Gericht OLG Brandenburg 1. Senat für Bußgeldsachen Entscheidungsdatum 24.04.2024
Aktenzeichen 1 ORbs 324/23 ECLI ECLI:DE:OLGBB:2024:0424.1ORBS324.23.00
Dokumententyp Beschluss Verfahrensgang -
Normen

Tenor

Der Antrag des Betroffenen auf Zulassung der Rechtsbeschwerde gegen das Urteil des Amtsgerichts Perleberg vom 17. Mai 2023 wird als unbegründet verworfen.

Der Betroffene trägt die Kosten seines Rechtsmittels.

Gründe

I.

Die Zentrale Bußgeldstelle des Zentraldienstes der Polizei des Landes Brandenburg hat gegen den Betroffenen mit Bescheid vom 19. Mai 2022 auf ein Bußgeld in Höhe von 200,00 € erkannt.

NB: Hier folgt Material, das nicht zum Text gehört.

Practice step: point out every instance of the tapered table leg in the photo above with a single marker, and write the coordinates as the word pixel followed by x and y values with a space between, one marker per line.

Mit dem Bußgeldbescheid wird dem Betroffenen zur Last gelegt, am … gegen … Uhr die Bundesstraße … in …, Abfahrt …, mit dem Personenkraftwagen mit dem amtlichen Kennzeichen … mit 103 km/h befahren und die dort bestehende zulässige Höchstgeschwindigkeit von 70 km/h um 33 km/h (nach Toleranzabzug) überschritten zu haben.

Nach form- und fristgerecht erhobenem Einspruch hat der Bußgeldrichter beim Amtsgericht Perleberg mit Verfügung vom 27. September 2022 Termin zur Hauptverhandlung anberaumt auf den 23. November 2022 und den Betroffenen sowie seine Verteidigerin geladen, den Betroffenen förmlich, die Verteidigerin nachrichtlich, da eine schriftliche Vollmachtsurkunde der Verteidigerin des Betroffenen sich nicht bei den Akten befindet.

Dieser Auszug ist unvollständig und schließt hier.